1001000100_000000000000_11111_11111 // ADDI X31, X31, #0 // Noop
1001000100_000000000000_11111_11111 // ADDI X31, X31, #0 // Noop
1001000100_000000000000_11111_11111 // ADDI X31, X31, #0 // Noop
01010100_0000000000000000100_01011 // B.LT TAKEN3 // Take the branch (+4). pc = 180
1001000100_000000000001_00010_00010 // ADDI X2, X2, #1 // X2 = 3 (increment delay slot counter)
// ERROR3:
000101_00000000000000000000000000 // B ERROR3 // Should never get here (0).
1001000100_000000000000_11111_11111 // ADDI X31, X31, #0 // Noop
// TAKEN3:
1001000100_000000000001_11111_10001 // ADDI X17, X31, #1 // X17 = 1 pc = 196
// // Forwarding to conditional branch
1001000100_000000000010_11111_00000 // ADDI X0, X31, #2 // X0 = 2
10110100_0000000000000000101_00000 // CBZ X0, ERROR4 // Should not be taken (+5).

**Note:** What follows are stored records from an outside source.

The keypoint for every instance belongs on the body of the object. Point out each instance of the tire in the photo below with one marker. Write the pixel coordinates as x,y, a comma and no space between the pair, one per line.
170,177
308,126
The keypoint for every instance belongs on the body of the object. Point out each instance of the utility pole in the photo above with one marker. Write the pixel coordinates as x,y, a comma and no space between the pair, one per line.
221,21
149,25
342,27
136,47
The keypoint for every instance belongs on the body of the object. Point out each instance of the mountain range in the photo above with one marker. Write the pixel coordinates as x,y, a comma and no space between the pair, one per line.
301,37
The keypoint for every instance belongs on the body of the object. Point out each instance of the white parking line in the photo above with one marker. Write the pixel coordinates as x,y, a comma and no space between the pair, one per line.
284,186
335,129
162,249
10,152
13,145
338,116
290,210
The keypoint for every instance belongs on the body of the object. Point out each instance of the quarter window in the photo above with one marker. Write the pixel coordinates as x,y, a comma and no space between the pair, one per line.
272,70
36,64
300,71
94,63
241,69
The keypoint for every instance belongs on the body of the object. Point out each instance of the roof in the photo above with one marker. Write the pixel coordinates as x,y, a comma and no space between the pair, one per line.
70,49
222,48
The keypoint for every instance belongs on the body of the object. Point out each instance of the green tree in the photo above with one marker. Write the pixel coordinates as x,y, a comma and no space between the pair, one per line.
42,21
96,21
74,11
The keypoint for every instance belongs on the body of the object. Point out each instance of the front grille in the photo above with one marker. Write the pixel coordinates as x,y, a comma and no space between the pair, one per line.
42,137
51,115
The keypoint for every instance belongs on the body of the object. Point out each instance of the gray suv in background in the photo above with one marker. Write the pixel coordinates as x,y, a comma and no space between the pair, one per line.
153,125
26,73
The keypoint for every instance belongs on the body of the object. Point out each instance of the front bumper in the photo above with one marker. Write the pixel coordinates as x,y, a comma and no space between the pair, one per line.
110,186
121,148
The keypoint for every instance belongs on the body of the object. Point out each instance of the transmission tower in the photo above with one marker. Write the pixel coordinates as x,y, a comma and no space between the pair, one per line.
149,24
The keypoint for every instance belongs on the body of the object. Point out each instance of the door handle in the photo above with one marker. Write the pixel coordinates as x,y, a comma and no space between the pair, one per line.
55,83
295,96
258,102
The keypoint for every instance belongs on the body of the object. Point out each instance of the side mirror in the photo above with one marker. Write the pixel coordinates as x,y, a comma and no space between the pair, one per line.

1001000100_000000000000_11111_11111 // ADDI X31, X31, #0 // Noop.
1001000100_000000000000_11111_00000 // ADDI X0, X31, #0 // X0 = 0
10110100_0000000000000000100_00000 // CBZ X0, SUCCESS // Should be taken (+4). pc = 216
1001000100_000000000001_00010_00010 // ADDI X2, X2, #1 // X2 = 4 (increment delay slot counter)
// ERROR4:
000101_00000000000000000000000000 // B ERROR4 // Loop forever (0).
1001000100_000000000000_11111_11111 // ADDI X31, X31, #0 // Noop.
// SUCCESS:
1001000100_000001100011_11111_10010 // ADDI X18, X31, #99 // Show that we did finish.
// HALT:
000101_00000000000000000000000000 // B HALT // Done (0).
1001000100_000000000000_11111_11111 // ADDI X31, X31, #0 // Noop.